If Hollywood everyone decides to create a satire out of this, they’ll need to come up with a modern-day reworking of the kind of scene that would come straight out of Get Smart — the kind where Maxwell Smart, Agent 86, would be eavesdropping on conversation between his North Korean counterparts, the only problem being, that he doesn’t understand Korean.
The Times report refers to the North Korean hackers using an “attack base” in Shenyang, in north east China. This has been widely reported with the somewhat less cyber-sexy name of the Chilbosan Hotel whose use for these purposes has been known since 2004.
If the attackers wanted to avoid detection, it’s hard to understand why they would have operated out of a location that had been known about for that long and that could so easily be linked to North Korea.

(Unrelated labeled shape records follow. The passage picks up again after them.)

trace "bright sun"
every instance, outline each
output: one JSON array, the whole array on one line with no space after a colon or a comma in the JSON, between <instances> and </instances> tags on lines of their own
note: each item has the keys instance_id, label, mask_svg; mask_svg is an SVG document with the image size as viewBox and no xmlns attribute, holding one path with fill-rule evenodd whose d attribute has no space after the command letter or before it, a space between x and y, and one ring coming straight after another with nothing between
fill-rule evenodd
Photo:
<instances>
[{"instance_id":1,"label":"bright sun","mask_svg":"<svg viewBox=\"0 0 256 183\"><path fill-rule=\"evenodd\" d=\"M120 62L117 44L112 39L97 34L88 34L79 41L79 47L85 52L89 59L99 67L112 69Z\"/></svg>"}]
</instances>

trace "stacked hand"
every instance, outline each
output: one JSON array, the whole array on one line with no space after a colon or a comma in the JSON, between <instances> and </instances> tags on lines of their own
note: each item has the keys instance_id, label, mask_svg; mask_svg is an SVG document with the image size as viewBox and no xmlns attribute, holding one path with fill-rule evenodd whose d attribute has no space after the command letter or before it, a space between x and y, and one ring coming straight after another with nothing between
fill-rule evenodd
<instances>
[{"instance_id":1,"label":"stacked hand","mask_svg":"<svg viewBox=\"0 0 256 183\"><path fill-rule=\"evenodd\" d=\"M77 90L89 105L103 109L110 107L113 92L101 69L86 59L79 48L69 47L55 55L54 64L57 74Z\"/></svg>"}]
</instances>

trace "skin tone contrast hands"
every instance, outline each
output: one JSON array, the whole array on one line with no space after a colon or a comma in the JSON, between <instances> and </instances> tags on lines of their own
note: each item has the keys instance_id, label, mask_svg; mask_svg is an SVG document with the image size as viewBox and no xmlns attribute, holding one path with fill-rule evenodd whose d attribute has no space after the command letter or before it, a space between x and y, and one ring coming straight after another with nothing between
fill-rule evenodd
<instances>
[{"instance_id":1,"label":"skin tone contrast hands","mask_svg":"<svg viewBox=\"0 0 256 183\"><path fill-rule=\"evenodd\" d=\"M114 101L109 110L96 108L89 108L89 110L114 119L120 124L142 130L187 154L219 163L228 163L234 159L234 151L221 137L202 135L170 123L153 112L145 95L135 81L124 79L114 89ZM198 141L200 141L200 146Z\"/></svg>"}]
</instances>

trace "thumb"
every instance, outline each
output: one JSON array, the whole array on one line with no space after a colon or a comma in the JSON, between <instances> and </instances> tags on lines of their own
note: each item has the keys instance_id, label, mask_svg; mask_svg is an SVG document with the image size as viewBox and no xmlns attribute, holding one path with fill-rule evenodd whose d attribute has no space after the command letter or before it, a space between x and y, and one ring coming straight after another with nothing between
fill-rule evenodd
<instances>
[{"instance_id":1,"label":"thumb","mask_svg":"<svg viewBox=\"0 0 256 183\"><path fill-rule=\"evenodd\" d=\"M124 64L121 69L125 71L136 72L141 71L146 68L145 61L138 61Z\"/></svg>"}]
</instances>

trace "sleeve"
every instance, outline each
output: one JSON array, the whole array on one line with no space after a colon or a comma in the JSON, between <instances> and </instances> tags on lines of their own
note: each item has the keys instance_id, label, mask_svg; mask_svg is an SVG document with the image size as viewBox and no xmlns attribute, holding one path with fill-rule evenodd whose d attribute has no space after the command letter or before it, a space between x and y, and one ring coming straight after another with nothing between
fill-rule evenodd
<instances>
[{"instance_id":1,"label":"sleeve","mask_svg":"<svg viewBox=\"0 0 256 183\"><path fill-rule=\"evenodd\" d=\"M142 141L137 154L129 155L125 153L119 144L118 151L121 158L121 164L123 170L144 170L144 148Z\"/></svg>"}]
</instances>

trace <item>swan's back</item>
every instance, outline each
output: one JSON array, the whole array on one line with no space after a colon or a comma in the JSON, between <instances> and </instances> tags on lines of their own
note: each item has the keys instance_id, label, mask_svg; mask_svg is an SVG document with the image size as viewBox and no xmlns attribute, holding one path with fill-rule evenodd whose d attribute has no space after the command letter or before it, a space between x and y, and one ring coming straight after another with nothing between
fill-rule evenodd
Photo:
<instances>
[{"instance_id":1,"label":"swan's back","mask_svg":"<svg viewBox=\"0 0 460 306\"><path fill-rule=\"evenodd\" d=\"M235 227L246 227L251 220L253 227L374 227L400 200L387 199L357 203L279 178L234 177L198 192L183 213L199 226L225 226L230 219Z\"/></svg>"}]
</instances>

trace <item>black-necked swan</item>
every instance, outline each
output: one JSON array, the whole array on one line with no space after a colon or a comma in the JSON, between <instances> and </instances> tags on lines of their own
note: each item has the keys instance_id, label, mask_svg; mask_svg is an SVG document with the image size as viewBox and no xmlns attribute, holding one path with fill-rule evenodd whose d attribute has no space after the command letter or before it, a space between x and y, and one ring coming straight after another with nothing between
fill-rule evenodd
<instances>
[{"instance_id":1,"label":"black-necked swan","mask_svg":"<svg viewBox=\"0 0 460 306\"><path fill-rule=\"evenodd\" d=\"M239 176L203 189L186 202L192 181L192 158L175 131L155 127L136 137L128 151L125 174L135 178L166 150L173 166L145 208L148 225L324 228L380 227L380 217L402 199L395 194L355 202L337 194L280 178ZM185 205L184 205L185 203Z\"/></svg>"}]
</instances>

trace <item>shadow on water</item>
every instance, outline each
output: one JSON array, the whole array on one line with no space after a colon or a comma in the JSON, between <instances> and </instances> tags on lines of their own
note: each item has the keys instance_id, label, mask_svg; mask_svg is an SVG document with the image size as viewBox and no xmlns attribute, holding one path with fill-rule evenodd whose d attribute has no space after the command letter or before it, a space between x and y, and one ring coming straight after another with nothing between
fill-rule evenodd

It’s also hard to fathom that having developed its cyberattack capabilities over such an extended period, North Korea would want to risk so much just to try and prevent the release of The Interview.
Michael Daly claims that the regime “recognizes that Hollywood and American popular culture in general constitute a dire threat” — a threat that has apparently penetrated the Hermit Kingdom in the “especially popular” form of Desperate Housewives.
Daly goes on to assert:
a glimpse of Wisteria Lane is enough to give lie to the regime’s propaganda that North Koreans live in a worker’s paradise while its enemies suffer in grinding poverty, driven by envy to plot against Dear Leader.
Of course, as every American who has watched the show knows, Wisteria Lane represents anytown America and the cast could blend in unnoticed at any Walmart or shopping mall.
OK. I won’t deny that American propaganda is much more sophisticated than North Korea’s, but when an American journalist implies that Desperate Housewives offers ordinary North Koreans a glimpse into the lives of ordinary Americans, you have to ask: which population has been more perfectly been brainwashed?
In reality, the dire threat to the North Korean regime in terms of social impact comes not from American popular culture but from much closer: South Korean soap operas.